Question

The increasing annual cost (including tuition, room, board, books, and fees) to attend college has been widely discussed (Time.com). The following random samples show the annual cost of attending private and public colleges. Data are in thousands of dollars.
Private Colleges
53.8 42.2 44.0 34.3 44.0
31.6 45.8 38.8 50.5 42.0
Public Colleges
20.3 22.0 28.2 15.6 24.1 28.5
22.8 25.8 18.5 25.6 14.4 21.8
(a)

Compute the sample mean (in thousand dollars) and sample standard deviation (in thousand dollars) for private colleges. (Round the standard deviation to two decimal places.)

sample mean $ thousand sample standard deviation $ thousand

Compute the sample mean (in thousand dollars) and sample standard deviation (in thousand dollars) for public colleges. (Round the standard deviation to two decimal places.)
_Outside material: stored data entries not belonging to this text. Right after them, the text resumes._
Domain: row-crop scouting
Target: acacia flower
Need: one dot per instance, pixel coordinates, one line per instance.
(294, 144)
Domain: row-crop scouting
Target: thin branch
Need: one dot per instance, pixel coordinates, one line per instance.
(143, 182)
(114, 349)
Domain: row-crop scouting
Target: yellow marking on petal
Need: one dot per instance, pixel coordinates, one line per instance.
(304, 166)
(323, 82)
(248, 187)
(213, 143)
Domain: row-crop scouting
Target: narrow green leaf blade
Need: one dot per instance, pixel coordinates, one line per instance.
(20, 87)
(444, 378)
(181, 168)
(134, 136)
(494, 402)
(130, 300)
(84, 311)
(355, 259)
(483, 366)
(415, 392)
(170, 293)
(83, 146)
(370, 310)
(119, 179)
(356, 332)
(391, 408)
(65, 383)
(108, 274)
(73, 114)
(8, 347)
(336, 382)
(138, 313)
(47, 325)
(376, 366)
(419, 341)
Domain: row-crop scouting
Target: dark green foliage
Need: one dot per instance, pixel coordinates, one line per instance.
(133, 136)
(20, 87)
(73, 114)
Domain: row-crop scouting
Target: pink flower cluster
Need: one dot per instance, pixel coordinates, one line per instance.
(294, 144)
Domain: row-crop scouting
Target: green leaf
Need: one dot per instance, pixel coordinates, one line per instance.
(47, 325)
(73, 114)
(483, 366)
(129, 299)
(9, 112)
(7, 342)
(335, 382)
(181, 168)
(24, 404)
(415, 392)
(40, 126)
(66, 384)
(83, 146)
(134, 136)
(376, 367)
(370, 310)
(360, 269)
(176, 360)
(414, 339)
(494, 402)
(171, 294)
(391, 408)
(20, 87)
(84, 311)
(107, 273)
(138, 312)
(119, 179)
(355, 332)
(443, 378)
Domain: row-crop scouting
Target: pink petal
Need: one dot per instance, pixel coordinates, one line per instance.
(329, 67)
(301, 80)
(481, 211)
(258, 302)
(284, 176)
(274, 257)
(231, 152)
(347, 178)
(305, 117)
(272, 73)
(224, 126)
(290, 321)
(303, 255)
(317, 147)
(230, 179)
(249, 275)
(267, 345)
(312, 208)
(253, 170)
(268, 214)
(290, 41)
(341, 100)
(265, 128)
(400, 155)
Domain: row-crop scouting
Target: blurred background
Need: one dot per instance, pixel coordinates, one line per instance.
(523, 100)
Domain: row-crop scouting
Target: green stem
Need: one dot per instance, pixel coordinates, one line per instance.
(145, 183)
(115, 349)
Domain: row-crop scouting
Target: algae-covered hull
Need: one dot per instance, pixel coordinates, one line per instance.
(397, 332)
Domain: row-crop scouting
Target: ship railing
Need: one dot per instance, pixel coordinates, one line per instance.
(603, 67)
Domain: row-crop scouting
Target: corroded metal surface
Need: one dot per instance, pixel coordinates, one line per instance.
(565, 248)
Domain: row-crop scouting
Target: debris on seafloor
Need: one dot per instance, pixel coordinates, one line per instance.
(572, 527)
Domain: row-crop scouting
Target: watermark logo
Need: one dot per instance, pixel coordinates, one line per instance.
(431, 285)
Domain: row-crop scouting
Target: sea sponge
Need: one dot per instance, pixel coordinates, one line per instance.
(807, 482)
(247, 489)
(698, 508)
sample mean $ thousand sample standard deviation $ thousand

Answer 1

Answer:

A) Private colleges:

mean = 42.7, SD = 6.72

In thousand dollars:

mean =  $42700, SD= $6720

B) Public colleges:

mean = 22.3, SD = 4.53

In thousand dollars:

mean =  $22300, SD= $4530

Step-by-step explanation:

A) Private Colleges:

Mean:

Total no. of samples = n =10

Sample values in dollar = x= [53.8, 42.2, 44.0, 34.3, 44.0,31.6, 45.8, 38.8, 50.5, 42.0]

Sum of samples = ∑x= 427

$sample\,\,mean = \bar{x} =\frac{\sum x}{n}\\\\\bar{x}=\frac{427}{10}\\\\\bar{x}=42.7$

Sample mean in thousand dollars is $ 42700.

Standard Deviation:

Formula for standard deviation of sample data is

$\sigma=\sqrt{\frac{1}{N-1}\sum_{i=1}^{N}(x_{i}-\bar{x})^2}\\\\\sum(x_i-\bar{x})^2=(53.8-42.7)^2+(42.2-42.7)^2+...+(42.0-42.7)^2\\\\\sum(x_i-\bar{x})^2=123.21+0.25+ 1.69+ 70.56+ 1.69+ 123.21+ 9.61+ 15.21+60.84+0.49\\\\\sum(x_i-\bar{x})^2=406.67\\\\\sigma=\sqrt{\frac{406.67}{9}}\\\\\sigma=6.72$

Standard deviation in thousand dollars is $ 6720.

B) Public Colleges:

Mean:

Total no. of samples = n =12

Sample values in dollar = x= [20.3, 22.0, 28.2, 15.6, 24.1, 28.5,22.8, 25.8, 18.5, 25.6, 14.4, 21.8]

Sum of samples = ∑x= 267.6

$sample\,\,mean = \bar{x} =\frac{\sum x}{n}\\\\\bar{x}=\frac{267.6}{12}\\\\\bar{x}=22.3$

Sample mean in thousand dollars is $ 22300.

Standard Deviation:

$\sigma=\sqrt{\frac{1}{N-1}\sum_{i=1}^{N}(x_{i}-\bar{x})^2}\\\\\sum(x_i-\bar{x})^2=(20.3-22.3)^2+(22.0-22.3)^2+...+(21.8-22.3)^2\\\\\sum(x_i-\bar{x})^2=4+ 0.09+34.81+ 44.89+ 3.24+ 38.44+0.25+ 12.25+14.44+10.89+62.41+0.25\\\\\sum(x_i-\bar{x})^2=225.96\\\\\sigma=\sqrt{\frac{225.96}{11}}\\\\\sigma=4.53$

Standard deviation in thousand dollars is $ 4530.